Dr. Stuart Ray is a professor of medicine at the Johns Hopkins Hospital, where he specializes in infectious diseases. Ray opened one of the first COVID-19 wards at Johns Hopkins in March 2020, and he has also overseen Johns Hopkins’ COVID-19 sequencing efforts.
He tells NPR that lambda is “sort of a cousin of the alpha variant” — one of the earliest identified variants of concern.
Lambda spread until it became a dominant sequence in people with COVID-19 in Peru. The WHO noted last month an elevated presence of lambda in other South American countries, including Argentina, Chile and Ecuador. And now we know it’s present in the United States.
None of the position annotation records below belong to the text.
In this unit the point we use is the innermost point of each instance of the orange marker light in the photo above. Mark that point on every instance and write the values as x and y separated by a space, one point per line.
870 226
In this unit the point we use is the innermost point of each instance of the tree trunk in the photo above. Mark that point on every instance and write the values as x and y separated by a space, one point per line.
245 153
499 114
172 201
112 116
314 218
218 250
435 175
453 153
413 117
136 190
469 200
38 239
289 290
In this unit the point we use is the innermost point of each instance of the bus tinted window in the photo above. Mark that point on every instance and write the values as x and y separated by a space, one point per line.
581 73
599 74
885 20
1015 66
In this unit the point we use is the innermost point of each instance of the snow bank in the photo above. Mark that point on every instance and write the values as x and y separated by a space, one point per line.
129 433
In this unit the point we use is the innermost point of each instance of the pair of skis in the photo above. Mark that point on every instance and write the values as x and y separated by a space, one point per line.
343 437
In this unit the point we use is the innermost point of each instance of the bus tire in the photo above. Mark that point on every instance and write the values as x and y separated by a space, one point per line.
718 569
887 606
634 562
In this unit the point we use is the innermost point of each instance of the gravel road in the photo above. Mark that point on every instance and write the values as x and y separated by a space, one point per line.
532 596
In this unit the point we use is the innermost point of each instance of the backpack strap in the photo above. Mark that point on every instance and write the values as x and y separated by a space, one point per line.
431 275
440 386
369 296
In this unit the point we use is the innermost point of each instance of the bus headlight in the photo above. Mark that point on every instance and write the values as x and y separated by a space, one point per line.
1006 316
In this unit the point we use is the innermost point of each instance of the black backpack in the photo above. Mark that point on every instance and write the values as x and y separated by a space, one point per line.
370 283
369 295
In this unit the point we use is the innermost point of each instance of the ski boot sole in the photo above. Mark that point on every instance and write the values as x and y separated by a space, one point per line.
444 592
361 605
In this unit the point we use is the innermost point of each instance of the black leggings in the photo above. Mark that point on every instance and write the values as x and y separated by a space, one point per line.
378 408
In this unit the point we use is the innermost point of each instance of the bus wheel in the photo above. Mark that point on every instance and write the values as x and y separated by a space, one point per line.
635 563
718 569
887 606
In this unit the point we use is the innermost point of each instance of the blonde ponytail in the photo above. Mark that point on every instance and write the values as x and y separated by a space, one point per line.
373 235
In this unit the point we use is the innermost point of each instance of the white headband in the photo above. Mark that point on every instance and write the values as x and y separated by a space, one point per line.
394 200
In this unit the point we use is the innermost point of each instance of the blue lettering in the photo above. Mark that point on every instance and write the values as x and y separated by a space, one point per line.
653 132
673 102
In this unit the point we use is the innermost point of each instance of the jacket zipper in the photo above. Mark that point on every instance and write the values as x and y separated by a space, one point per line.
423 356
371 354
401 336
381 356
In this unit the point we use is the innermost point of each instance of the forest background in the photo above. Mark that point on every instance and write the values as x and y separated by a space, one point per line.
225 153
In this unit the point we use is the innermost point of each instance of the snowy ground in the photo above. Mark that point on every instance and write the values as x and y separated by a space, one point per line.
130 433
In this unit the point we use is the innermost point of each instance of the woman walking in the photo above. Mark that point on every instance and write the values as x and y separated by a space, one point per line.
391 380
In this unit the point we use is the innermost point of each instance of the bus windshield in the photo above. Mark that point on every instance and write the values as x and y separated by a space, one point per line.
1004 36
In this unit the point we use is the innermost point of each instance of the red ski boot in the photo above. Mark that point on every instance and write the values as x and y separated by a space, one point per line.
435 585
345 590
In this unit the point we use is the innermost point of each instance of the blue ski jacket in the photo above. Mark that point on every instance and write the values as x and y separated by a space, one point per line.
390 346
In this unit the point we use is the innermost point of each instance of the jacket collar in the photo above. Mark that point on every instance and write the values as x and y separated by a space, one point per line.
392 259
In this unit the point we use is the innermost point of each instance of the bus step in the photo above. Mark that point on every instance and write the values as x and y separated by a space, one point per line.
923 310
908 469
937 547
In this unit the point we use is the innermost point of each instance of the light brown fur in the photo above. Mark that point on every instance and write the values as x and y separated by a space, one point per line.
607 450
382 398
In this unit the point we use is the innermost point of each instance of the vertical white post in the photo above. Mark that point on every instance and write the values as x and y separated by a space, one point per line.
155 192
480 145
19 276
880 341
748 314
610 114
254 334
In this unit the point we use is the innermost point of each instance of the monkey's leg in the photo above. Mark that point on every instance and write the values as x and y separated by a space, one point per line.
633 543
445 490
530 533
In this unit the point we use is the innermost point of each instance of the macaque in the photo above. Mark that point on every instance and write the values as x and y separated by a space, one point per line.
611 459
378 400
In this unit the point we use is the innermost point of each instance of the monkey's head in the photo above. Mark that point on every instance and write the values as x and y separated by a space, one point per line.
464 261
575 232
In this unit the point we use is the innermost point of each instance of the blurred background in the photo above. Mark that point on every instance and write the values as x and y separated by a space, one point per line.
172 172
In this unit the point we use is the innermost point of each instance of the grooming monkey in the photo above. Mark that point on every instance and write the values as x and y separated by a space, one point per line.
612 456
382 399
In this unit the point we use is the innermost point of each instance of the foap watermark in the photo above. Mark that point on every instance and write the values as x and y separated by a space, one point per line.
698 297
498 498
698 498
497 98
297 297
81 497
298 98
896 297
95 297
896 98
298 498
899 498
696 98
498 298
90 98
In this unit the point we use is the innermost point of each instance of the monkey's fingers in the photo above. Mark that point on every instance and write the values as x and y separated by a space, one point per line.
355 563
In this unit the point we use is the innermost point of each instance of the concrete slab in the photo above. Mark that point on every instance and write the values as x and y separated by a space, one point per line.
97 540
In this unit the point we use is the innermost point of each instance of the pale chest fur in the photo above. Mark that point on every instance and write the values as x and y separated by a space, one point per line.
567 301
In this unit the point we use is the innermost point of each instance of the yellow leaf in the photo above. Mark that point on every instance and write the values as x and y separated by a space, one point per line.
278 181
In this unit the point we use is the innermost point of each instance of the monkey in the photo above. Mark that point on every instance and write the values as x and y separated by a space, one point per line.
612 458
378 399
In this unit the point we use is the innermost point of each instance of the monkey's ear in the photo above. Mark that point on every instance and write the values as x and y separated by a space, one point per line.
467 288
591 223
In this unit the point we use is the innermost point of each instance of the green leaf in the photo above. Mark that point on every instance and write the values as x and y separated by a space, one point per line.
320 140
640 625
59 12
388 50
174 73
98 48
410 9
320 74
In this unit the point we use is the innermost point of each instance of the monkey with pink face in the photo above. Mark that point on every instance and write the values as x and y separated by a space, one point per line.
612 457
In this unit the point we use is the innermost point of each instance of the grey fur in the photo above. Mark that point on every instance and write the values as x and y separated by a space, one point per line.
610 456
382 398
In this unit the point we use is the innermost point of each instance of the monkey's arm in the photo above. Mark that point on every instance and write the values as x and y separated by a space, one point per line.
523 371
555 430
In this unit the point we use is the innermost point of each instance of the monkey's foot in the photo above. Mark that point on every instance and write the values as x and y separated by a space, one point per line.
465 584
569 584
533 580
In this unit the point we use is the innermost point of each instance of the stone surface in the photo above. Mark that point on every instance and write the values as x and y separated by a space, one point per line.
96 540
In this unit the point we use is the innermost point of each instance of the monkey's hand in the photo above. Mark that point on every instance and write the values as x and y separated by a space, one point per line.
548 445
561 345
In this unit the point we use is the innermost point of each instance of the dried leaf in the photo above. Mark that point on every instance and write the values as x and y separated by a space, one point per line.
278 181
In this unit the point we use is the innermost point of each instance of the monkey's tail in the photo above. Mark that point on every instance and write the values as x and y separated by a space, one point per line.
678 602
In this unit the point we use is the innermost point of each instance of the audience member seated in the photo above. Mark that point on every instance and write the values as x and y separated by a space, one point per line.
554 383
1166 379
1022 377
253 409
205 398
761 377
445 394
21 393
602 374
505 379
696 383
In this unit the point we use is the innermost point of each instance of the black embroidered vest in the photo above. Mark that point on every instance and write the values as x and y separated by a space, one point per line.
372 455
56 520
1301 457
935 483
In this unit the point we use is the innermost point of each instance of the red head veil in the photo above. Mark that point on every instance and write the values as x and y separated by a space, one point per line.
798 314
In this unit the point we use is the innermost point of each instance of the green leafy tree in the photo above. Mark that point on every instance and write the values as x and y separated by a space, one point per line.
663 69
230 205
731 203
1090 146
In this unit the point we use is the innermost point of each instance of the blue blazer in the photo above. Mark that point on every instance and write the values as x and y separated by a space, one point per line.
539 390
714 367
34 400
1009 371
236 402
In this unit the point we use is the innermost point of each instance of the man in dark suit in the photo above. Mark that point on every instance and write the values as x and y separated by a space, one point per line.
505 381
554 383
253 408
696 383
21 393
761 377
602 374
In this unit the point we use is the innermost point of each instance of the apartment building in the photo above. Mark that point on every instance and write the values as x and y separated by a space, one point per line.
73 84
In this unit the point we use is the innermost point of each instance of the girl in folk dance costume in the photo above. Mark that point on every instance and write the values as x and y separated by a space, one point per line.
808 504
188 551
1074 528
The lambda variant carries a number of mutations with suspected implications, such as potential increased transmissibility or possible increased resistance to neutralizing antibodies, the WHO says. But it says the full extent of those mutations’ impact isn’t yet well understood and will need further study.
While there hasn’t been clear head-to-head data, the evidence so far does not suggest the lambda variant has any great advantage over the delta variant, Ray says.
“Delta is clearly dominating right now. And so I think our focus can remain on delta as a hallmark of a highly infectious variant. And there’s some evidence that it might cause greater severity per infection, although that’s still a developing story,” he says.
The COVID-19 vaccines work well against variants
There isn’t yet full data on vaccine effectiveness against the lambda variant. But so far, studies have found that the vaccines available in the U.S. provide protection against the major strains of the virus, including the highly transmissible delta variant.
“We know that vaccination almost uniformly protects people,” Ray says.
The vast majority of hospitalizations and deaths from COVID-19 in the U.S. now are among unvaccinated people.
Studies have found that the vaccines are less effective at generating neutralizing antibodies against the variants of concern than against the original strain of the virus. But T cells also play a significant role in the body’s immune response, and T cell response isn’t measured in neutralizing-antibody clinical tests — meaning that the vaccines could be more effective against the variants than is suggested by tests of antibody response alone.
WHO says lambda is a variant of interest. CDC does not
The WHO now assigns Greek letters to strains of the coronavirus that are classified as variants of concern or variants of interest. A variant of concern is one that has characteristics such as being significantly more transmissible or more virulent.
The alphabetical order of the variants’ Greek-letter names indicates the order in which they were identified as potentially important — they are not in any particular alphabetical order of severity.
The alpha, beta, gamma and delta variants are all considered variants of concern by the WHO.
The WHO classified lambda last month as a global “variant of interest” — a step below variant of concern. That means it exhibits genetic changes suspected of affecting its transmissibility and disease severity and has been identified as causing significant community transmission or multiple COVID-19 clusters.
The Centers for Disease Control and Prevention keeps its own list of variants of concern and interest within the United States. Notably, lambda is not on the CDC’s list as being a variant of interest, concern or high consequence.
Ray says tracking variants is important so that we don’t get blindsided by one’s sudden arrival.
“We have to be vigilant for these new variants and track them. Genomic epidemiology remains an important activity for us to understand this epidemic,” Ray says. “But I think right now lambda is a variant of interest, and we’ll see whether it becomes a variant of concern.”
The things we need to do to counter new strains are the same things that we already know to do to counter the coronavirus — and the stakes are high because delta is so transmissible.
That means vaccination is more important than ever, Ray says: “As the variants become more infectious, then the proportion of vaccinated people required to control the epidemic increases.”